Richard Nixon made many mistakes in his life, but he knew China. Like the United States, China is made up of different regions and people from different sub-cultures, who seldom agree with their neighbors on even important issues until there is a crisis. The people of China hate corruption, which is why they rejected Chiang Kai Shek and the Kuomintang. They despise tyranny, which is why the communist government works so hard to spin everything from wars to television programs. They have learned thrift from lean years, and their history shows a deep devotion to family and chivalry; even today historical plays and movies about virtue and knights (or Shaolin monks) are tremendously popular.
And they love America.
Chinese usually refer to the United States as 美国 Meiguo*, which means ‘beautiful country’. Chinese immigrants began coming to America in the early 19th Century, and despite becoming the first race to be specifically barred from citizenship the Chinese have long considered America their friend. The U.S. was the only major power to honor all of its promises in the resolution of the Boxer Rebellion, including the creation of Tsinghua University by American educators and benefactors. The United States also stood by China in resisting invasion attempts first by Russia in 1900 then by Japan in World War 2. Nixon parlayed that respect for American non-imperialism into an alliance against the Soviet Union, which actually fought a prolonged war against China for over twenty years along their border, with casualties reportedly greater than one hundred thousand dead.
It’s really no shock that Chinese invest in the United States, whether in stock, land, or treasury notes – they have done so for generations as much as possible. Chinese routinely send their children to universities in the U.S. if they can afford to do so, they listen to American music and watch American movies. Chinese are more pro-American than most Europeans.

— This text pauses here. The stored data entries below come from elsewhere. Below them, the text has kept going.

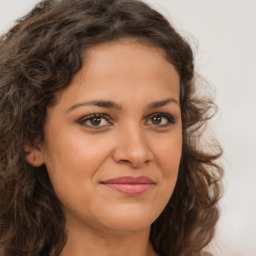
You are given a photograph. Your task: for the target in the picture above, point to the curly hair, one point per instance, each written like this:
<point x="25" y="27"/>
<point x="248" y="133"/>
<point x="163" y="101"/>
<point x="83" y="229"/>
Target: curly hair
<point x="39" y="56"/>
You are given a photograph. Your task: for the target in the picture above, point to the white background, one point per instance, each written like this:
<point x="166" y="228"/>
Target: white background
<point x="223" y="34"/>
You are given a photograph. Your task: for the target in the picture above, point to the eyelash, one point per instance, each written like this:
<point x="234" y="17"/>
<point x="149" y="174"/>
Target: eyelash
<point x="83" y="120"/>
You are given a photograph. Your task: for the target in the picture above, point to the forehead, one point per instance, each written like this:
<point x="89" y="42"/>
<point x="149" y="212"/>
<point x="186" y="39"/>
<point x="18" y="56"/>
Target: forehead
<point x="125" y="64"/>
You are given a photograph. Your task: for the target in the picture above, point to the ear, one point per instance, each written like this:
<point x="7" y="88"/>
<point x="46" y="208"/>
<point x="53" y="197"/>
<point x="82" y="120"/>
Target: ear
<point x="34" y="155"/>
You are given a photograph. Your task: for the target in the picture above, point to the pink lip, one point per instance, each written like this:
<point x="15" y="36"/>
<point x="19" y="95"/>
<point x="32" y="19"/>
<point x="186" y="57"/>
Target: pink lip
<point x="130" y="185"/>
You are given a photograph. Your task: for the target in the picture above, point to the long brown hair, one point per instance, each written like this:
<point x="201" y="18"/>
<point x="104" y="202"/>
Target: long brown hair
<point x="38" y="57"/>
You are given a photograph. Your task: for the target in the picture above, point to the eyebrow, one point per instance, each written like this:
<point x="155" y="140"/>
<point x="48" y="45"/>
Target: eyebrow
<point x="111" y="104"/>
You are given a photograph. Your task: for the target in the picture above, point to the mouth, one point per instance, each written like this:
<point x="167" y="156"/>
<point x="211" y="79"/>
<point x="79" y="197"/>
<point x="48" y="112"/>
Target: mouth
<point x="130" y="185"/>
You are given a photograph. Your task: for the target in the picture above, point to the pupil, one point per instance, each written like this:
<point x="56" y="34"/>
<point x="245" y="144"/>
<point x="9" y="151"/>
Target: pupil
<point x="95" y="121"/>
<point x="156" y="120"/>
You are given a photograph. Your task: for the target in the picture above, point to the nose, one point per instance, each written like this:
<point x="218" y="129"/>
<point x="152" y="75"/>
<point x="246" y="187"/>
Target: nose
<point x="132" y="148"/>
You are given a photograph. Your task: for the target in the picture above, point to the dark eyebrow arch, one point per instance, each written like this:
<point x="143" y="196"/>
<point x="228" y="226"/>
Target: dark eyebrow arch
<point x="111" y="104"/>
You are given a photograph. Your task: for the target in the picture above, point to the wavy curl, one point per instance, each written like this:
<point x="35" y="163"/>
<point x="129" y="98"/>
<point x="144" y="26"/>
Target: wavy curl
<point x="39" y="56"/>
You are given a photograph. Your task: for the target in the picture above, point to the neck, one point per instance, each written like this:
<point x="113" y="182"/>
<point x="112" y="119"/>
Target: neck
<point x="83" y="241"/>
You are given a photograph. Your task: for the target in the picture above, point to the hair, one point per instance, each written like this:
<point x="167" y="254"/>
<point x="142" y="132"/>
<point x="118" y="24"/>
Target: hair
<point x="39" y="56"/>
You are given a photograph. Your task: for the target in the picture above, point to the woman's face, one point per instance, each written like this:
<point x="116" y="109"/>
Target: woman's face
<point x="113" y="140"/>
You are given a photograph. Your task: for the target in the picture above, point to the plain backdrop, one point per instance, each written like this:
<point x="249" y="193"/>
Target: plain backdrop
<point x="223" y="36"/>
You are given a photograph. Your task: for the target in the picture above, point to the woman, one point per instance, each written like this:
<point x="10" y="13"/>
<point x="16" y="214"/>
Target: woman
<point x="100" y="129"/>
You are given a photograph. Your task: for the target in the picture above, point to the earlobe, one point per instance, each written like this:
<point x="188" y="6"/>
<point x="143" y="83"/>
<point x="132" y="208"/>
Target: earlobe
<point x="34" y="156"/>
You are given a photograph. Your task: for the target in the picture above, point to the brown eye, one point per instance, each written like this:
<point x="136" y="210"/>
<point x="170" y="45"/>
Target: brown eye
<point x="94" y="121"/>
<point x="160" y="120"/>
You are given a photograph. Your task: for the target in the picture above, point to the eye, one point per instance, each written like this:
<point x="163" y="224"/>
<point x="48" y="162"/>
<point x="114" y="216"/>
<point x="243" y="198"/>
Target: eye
<point x="95" y="121"/>
<point x="161" y="120"/>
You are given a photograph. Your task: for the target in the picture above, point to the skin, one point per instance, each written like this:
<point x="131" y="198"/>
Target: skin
<point x="79" y="155"/>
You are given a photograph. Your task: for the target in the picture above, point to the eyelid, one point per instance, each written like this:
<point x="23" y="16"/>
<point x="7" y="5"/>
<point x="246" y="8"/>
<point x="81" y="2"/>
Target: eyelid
<point x="84" y="119"/>
<point x="169" y="117"/>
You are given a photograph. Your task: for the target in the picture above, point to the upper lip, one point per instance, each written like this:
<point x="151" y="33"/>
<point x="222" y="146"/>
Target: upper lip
<point x="129" y="180"/>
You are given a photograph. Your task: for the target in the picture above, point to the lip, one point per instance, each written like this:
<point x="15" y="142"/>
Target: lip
<point x="130" y="185"/>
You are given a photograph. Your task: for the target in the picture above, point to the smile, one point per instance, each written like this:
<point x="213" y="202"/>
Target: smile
<point x="130" y="185"/>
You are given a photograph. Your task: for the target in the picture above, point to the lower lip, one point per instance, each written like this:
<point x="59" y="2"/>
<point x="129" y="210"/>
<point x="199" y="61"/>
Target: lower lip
<point x="130" y="189"/>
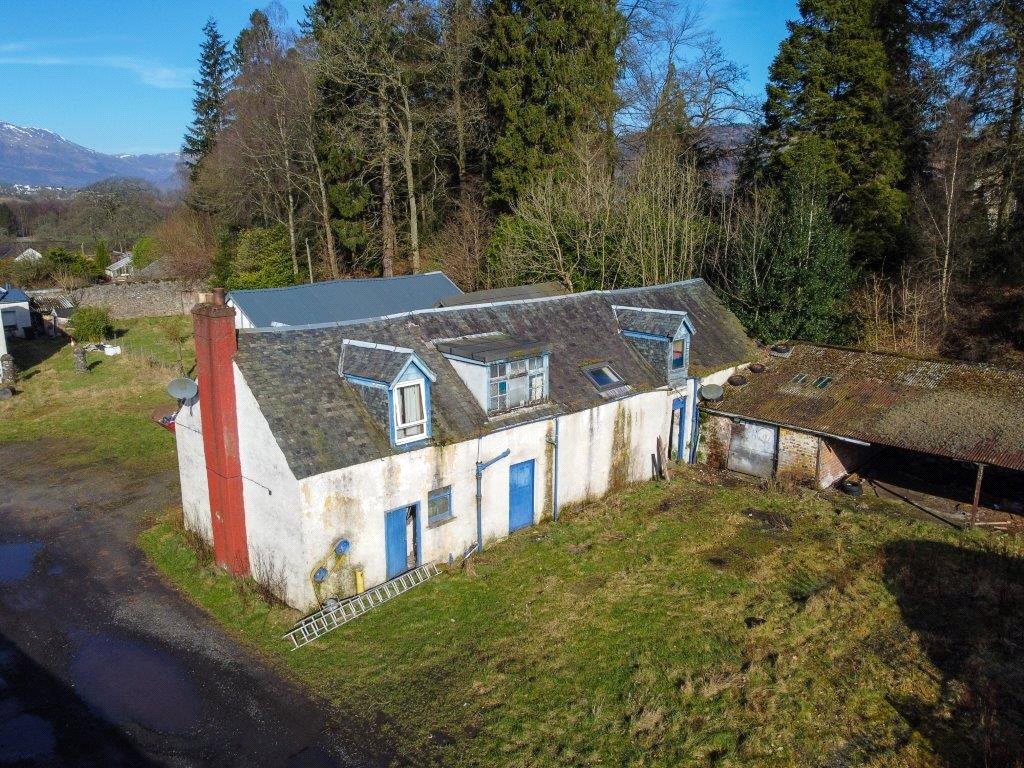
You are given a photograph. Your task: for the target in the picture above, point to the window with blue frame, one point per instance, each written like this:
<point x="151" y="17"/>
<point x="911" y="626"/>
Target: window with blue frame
<point x="678" y="354"/>
<point x="410" y="413"/>
<point x="516" y="383"/>
<point x="439" y="505"/>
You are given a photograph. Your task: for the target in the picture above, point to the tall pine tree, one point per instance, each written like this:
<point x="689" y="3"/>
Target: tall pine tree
<point x="832" y="80"/>
<point x="209" y="102"/>
<point x="550" y="68"/>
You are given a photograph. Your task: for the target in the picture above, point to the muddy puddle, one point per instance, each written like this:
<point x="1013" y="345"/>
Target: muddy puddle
<point x="16" y="560"/>
<point x="127" y="682"/>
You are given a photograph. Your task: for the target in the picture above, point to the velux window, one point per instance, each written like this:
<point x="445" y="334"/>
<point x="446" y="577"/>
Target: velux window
<point x="516" y="383"/>
<point x="410" y="413"/>
<point x="603" y="376"/>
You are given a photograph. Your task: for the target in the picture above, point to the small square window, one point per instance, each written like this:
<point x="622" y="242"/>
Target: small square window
<point x="603" y="376"/>
<point x="439" y="505"/>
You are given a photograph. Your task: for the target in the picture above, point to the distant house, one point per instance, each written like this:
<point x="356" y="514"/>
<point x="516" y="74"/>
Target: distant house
<point x="121" y="268"/>
<point x="337" y="456"/>
<point x="14" y="309"/>
<point x="29" y="254"/>
<point x="339" y="300"/>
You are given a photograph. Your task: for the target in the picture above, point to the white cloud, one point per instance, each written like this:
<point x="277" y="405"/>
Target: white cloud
<point x="148" y="72"/>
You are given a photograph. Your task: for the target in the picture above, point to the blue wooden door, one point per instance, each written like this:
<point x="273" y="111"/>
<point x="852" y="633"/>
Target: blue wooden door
<point x="395" y="544"/>
<point x="520" y="495"/>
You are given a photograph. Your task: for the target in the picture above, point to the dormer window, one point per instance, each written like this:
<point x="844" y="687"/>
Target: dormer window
<point x="516" y="383"/>
<point x="678" y="354"/>
<point x="410" y="412"/>
<point x="394" y="385"/>
<point x="662" y="337"/>
<point x="503" y="372"/>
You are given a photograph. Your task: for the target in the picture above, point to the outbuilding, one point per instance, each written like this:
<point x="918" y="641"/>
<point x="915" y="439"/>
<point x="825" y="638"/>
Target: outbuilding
<point x="817" y="414"/>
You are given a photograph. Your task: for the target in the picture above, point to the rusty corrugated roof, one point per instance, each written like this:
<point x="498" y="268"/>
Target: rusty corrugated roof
<point x="955" y="410"/>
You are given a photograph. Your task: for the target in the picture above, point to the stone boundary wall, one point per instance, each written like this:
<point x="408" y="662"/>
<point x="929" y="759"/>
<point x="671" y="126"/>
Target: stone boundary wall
<point x="125" y="300"/>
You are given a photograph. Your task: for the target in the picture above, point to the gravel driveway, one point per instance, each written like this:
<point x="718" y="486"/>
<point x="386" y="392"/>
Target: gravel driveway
<point x="101" y="664"/>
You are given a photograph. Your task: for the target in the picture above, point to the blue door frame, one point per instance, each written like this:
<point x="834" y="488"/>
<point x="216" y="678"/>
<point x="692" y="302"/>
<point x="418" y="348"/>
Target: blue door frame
<point x="679" y="407"/>
<point x="396" y="542"/>
<point x="521" y="495"/>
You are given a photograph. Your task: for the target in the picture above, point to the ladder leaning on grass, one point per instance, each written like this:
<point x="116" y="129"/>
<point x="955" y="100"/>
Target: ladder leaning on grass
<point x="338" y="612"/>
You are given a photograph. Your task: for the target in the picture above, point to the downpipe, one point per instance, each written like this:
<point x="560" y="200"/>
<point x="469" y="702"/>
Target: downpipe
<point x="480" y="466"/>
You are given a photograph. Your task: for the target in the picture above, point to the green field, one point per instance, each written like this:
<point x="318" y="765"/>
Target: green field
<point x="103" y="415"/>
<point x="691" y="623"/>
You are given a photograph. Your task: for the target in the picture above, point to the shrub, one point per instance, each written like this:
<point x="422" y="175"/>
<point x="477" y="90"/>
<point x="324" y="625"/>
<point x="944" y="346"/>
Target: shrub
<point x="90" y="324"/>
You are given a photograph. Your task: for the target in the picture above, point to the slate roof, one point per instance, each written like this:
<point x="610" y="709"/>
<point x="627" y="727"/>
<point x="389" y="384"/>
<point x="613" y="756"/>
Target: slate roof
<point x="377" y="363"/>
<point x="493" y="347"/>
<point x="322" y="424"/>
<point x="954" y="410"/>
<point x="664" y="324"/>
<point x="342" y="300"/>
<point x="12" y="295"/>
<point x="534" y="291"/>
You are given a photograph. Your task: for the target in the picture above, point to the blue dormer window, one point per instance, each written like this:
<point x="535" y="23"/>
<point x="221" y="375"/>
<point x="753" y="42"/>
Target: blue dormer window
<point x="410" y="412"/>
<point x="394" y="385"/>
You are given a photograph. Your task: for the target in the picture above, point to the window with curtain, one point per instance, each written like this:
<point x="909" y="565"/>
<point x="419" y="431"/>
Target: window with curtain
<point x="410" y="413"/>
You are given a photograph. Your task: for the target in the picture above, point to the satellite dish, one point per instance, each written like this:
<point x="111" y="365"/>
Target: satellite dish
<point x="711" y="392"/>
<point x="182" y="389"/>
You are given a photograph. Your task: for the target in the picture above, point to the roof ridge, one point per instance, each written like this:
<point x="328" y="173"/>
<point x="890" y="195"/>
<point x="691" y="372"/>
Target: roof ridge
<point x="339" y="280"/>
<point x="482" y="305"/>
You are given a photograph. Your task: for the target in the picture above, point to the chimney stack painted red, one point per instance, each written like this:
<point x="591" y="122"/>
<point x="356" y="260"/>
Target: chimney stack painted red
<point x="215" y="346"/>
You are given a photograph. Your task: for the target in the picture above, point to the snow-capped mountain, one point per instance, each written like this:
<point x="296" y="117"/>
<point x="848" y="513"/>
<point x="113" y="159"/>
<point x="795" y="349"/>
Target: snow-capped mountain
<point x="36" y="157"/>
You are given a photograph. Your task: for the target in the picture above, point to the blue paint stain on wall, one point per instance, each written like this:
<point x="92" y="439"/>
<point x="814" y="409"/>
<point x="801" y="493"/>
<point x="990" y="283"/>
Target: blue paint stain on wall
<point x="16" y="560"/>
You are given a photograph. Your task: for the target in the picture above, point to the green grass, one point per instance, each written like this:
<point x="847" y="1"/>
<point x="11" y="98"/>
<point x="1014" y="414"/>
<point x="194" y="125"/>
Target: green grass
<point x="102" y="415"/>
<point x="666" y="626"/>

This is not to say, at all, that the government in Beijing is about to become Reaganite or follow the ideals of John Kennedy. Nor should it be taken to mean that China has abandoned its cultural legacy, both as a nation and in the regions and towns and families that have grown and thrived for centuries. But there is a living, active China that is hidden from the dispatches of Hu Jintao’s government, one which remembers the dead of Tienamen and works for a future for all China.